O que só sabemos juntos / foto: Giordano Toldo

A peça “O que só sabemos juntos” é uma oração e uma prece.

Mais que um espetáculo, é um convite a uma urgência: a da memória. Mas não qualquer uma, e sim a memória sonhada, imaginada, inventada e, sobretudo, compartilhada.

É preciso lembrar que escutar é deixar-se afetar e que para cada coisa que a gente diz e vê e lembra há um mundo que nos escapa e cala.

Nessa convocação à Mnemosyne, à memória — mãe das musas e irmã de Cronos, o tempo que nos devora (tão bem encarnado hoje nos boletos nossos de cada dia) —, os dois gigantes, Denise Fraga e Tony Ramos, chamam as pessoas pelo nome e são atores e plateia. E nessa chamada percebemos que estamos presentes para alguém.

Se o que vemos é fragmento, “O que só sabemos juntos” nos coloca diante da consciência que às vezes a melhor direção não está na vista de quem segura o leme do barco, mas do outro que divide a rota conosco.

“Solta a porra do leme”, grita Denise Fraga, numa das tantas belas falas do texto escrito por ela, Luiz Villaça e Vinicius Calderoni. Um texto que nos instiga a cultivar a dúvida. Não para nos perdermos, mas para nos acharmos na fresta da pergunta. Afinal, como tão bem dito pelos dois atores que dividem o palco pela primeira vez, a nossa biografia não é feita apenas do que fizemos, mas do que sonhamos.

Como, como não incluir na nossa história vivida todos os sonhos? Não merece o futuro imaginado ser parte da nossa memória? E tal qual as musas inspirar novos sonhos? Quão avassalador é esquecer o que sonhamos quando crianças. Ao fazermos isso não perdemos apenas o sonho, mas aquele que conseguia sonhar. Lembrar o sonho é fazer presente o sonhador.

Ouso dizer que não somos nossas memórias. Somos quando alguém nos pergunta sobre elas. Somos o gesto de fazê-las virar palavra. Essa palavra que reverbera num lugar chamado teatro, o lugar capaz de enganar Cronos.
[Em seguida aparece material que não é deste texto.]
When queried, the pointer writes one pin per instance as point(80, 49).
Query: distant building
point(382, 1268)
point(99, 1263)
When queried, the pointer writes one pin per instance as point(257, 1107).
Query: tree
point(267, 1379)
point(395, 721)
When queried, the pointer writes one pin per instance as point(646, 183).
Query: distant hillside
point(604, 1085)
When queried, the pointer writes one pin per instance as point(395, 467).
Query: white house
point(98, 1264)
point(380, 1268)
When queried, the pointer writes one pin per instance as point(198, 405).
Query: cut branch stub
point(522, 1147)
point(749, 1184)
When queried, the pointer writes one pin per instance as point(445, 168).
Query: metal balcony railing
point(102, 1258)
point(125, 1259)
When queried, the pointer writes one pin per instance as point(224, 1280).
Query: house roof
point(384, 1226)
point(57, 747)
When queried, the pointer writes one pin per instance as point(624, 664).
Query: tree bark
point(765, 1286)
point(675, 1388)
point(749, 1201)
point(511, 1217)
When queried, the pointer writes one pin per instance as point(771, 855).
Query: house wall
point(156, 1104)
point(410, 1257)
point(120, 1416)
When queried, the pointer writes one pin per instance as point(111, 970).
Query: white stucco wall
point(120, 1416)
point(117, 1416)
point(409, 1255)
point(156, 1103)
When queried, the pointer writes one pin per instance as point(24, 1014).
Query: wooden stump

Eu era uma das 1702 pessoas mais as cinco mulheres da banda da peça, mais Denise e mais Tony na noite de 3 de outubro no Salão de Atos de PUCRS em Porto Alegre. A noite em que Tony Ramos ganhou a honraria Mérito Cultural. Um prêmio que existe porque um professor o sonhou antes de fazê-lo e porque um reitor deixou existir, sonhou junto, portanto. A noite que mostra que uma universidade, no seu desejo de ser universal, precisa ser inspiradora e para isso não pode ignorar a alegria e esse lugar perigoso de mais de 4 mil anos que é o teatro.

Perigoso? Sim, perigoso. O teatro é perigoso porque ele resiste ao tempo e nos lembra que ainda há tempo quando largamos o leme de um roteiro nem sempre escrito por nós, ainda há tempo quando sonhamos, quando acreditamos, e quando perguntamos o nome de quem está ao nosso lado.

“O que só sabemos juntos” é uma oração sem ocultar o sujeito.

Texto escrito por Samantha Buglione, psicanalista e escritora.